Appearing at the beginning of the exhibition are Landscape ILandscape II and Landscape III (all 1968), a set of three paintings executed with pink fluorescent paint on canvas, which were included in the exhibition Contemporary Korean Painting at The National Museum of Modern Art, Tokyo (1968), and are representative of Lee’s early style. Like the pair of reliefs Fourth Structure A and Fourth Structure B (both 1968), also employing fluorescent paint, these works produce powerful optical illusions that disrupt the viewer’s vision. With their deceptive optical effects, these works embody trends that flourished in Japan in the late 1960s. 

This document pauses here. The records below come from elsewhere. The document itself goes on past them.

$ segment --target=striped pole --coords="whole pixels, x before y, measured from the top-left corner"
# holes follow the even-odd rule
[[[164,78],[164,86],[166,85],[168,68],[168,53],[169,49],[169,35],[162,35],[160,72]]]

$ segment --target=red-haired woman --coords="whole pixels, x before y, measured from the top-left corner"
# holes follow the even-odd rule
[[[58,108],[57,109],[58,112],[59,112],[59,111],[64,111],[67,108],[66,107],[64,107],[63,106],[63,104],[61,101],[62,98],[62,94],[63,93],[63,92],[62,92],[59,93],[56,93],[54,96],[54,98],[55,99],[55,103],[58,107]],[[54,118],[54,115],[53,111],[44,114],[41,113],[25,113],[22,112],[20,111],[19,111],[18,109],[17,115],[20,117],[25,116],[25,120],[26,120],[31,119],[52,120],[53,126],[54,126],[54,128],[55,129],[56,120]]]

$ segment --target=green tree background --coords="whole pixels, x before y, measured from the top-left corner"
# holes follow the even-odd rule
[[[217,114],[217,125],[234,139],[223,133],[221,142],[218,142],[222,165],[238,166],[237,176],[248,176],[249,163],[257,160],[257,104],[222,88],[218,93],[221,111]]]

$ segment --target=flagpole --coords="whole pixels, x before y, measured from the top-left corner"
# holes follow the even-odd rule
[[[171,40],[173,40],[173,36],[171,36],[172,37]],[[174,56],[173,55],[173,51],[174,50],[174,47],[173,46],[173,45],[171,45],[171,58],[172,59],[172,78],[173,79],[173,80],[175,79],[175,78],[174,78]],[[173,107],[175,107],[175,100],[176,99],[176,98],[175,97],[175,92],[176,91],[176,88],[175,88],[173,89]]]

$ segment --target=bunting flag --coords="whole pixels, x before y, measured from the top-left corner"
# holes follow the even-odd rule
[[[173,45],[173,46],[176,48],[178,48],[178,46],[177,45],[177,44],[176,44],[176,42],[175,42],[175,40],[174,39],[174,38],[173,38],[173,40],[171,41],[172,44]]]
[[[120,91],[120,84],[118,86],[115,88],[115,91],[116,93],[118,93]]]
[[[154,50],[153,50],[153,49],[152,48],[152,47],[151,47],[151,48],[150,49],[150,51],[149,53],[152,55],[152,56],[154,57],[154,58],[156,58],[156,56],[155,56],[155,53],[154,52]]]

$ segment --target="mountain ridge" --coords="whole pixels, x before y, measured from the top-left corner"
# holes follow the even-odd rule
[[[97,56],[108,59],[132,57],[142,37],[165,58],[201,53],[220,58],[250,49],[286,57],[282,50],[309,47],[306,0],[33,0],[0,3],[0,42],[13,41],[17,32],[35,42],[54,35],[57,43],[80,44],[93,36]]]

Relatum, ongoing since around 1968, is a series of three-dimensional pieces primarily comprising combinations of stone, steel, and glass. These materials are largely left unaltered, and rather than concepts or meanings, Lee’s focus is on relations: between object and place, object and space, object and object, object and image. Since the 1990s, Lee has also become more conscious of the dynamics of objects and environments, and has produced works in the Relatum series in which stone and steel forms are correlated. His more recent works have tended to be increasingly site-specific, as exemplified by Relatum – Dwelling (B) (2017), installed at the La Tourette monastery in France. 

After being inspired by Barnett Newman’s solo exhibition at the Museum of Modern Art, New York in 1971, Lee recalled the calligraphy he had learned in early childhood and became more interested in the expression of time in painting. The From Point and From Line series of paintings, launched in the early 1970s, present color in the process of gradually fading. These systematic series, which convey the passage of time through vestiges of actions, continued for approximately a decade. 

In the 1980s Lee’s paintings took on a more chaotic aspect, with dynamic brushwork, as seen in the From Winds and With Winds series. From around the end of the 1980s, the number of brushstrokes progressively dwindled and empty space became increasingly prominent. In the 2000s, Lee radically curtailed his painterly actions, experimenting with reactions between just a few brushstrokes and blank, unpainted space, as in the series Correspondance and Dialogue. In contrast to the temporality of From Point and From Line, the paintings in these series are spatial in nature. 

In 2021, Lee held a solo exhibition at the ancient Roman necropolis of Alyscamps, located in Arles, France. The exhibition included Relatum – Infinite Thread (one of the most recent works in Lee’s Relatum series), which consists of a single piece of string hanging down over a large circular sheet of stainless steel polished to look like a mirror. For this exhibition, Lee has installed a new work based on this earlier piece in the spiral staircase that extends from the basement of the museum to the second floor. This display promises to create a deep resonance between the architectural space, designed by Ando Tadao, and Lee’s work.